As the recovered partner of a former sex addict and intimacy anorexic I was taught at the beginning of the healing process to ensure I had boundaries. I had no idea what that meant then, and sometimes I still question how this works! Boundaries can be hard to pin down. We weren’t taught this outright. And often times women allow others to violate their boundaries in order to keep the peace or because they stuffed their gut feelings.
Let me explain how boundaries work, what they’re for and what they’re not for.
A boundary is there to protect you/your heart and is not intended to be used to control anyone or change them. If they happen to change as a result of your boundary then that is great.
A boundary is basically a line you draw “in the sand. There is a natural order to establishing boundaries:
- Identify the boundary
- Identify the action you will take when a boundary is violated
- Enforce the boundary
- Give yourself a consequence if you don’t enforce your own boundary
- Be accountable to someone for your boundaries
No two couples are alike and living with a sex addict or recovering from an affair can be challenging to have and enforce boundaries. You must be fully committed to a boundary in order to be successful in introducing it to your spouse.
Example: look me in the eye when speaking to me
A boundary is not a boundary if it is not enforced. Here you need to be careful as boundaries are not a way to complain, blame and not change yourself.
Example: when you don’t look me in the eye when we are speaking, I will go for a one hour drive alone.
Remember, once a boundary is established, it will be tested. If a boundary is not enforced it is just a threat and the violator will just keep on his way since he has been threatened before with no follow through on your part. Enforcing is the hardest part of making and maintaining a boundary. Enforcing consequences on a consistent basis WILL protect you and eventually change behaviour.
Example: If every time an addict throws something at you, and he has to go to the police station or jail, eventually the throwing will stop.
If you respect yourself, they will respect you.
You are worthy of having boundaries, but often may not feel so under the addict’s manipulative ploys to keep things the way they’ve always been (his way).
Example: If I don’t leave and go for a one hour drive alone when he doesn’t look me in the eye, I will not be allowed to have coffee the rest of the week.
This will help you change your own behaviour and rebuild your self-esteem and self-worth.
Developing boundaries is a process and not black and white. We must look at our relationship to see which boundaries need to be implemented now so that we build our confidence in the beginning stages.
The best way to start is with a boundary you have enough desire to see through until it is achieved. Start with just one. The heat may go up momentarily. Be ready to be called “codependent” or “controlling” or see some other way the violator may display himself as a victim.
Stick to your guns and when you’re ready, introduce a new boundary. Go through this same process and use me, your coach, and support system to help you through it.
You are worth a relationship with healthy boundaries.
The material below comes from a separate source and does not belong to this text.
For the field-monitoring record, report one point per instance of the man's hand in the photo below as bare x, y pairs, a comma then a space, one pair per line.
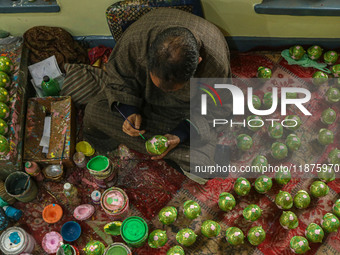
173, 141
136, 120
Leave a comment on how or what boundaries have worked for you.
Blessings,
Jen
Adapted from Partners Recovery Guide by Dr. Doug Weiss
Margaret Stone
Very insightful article about setting boundaries and it is so true that the boundaries we set will be tested…maybe more than once. Following through with my boundaries is one of my biggest challenges. Plus, I always have to question myself when setting a boundary with my husband to make sure I am not disguising an attempt to control him or his sex addiction under the guise of a setting a “boundary.”
Thank you for a though-provoking article!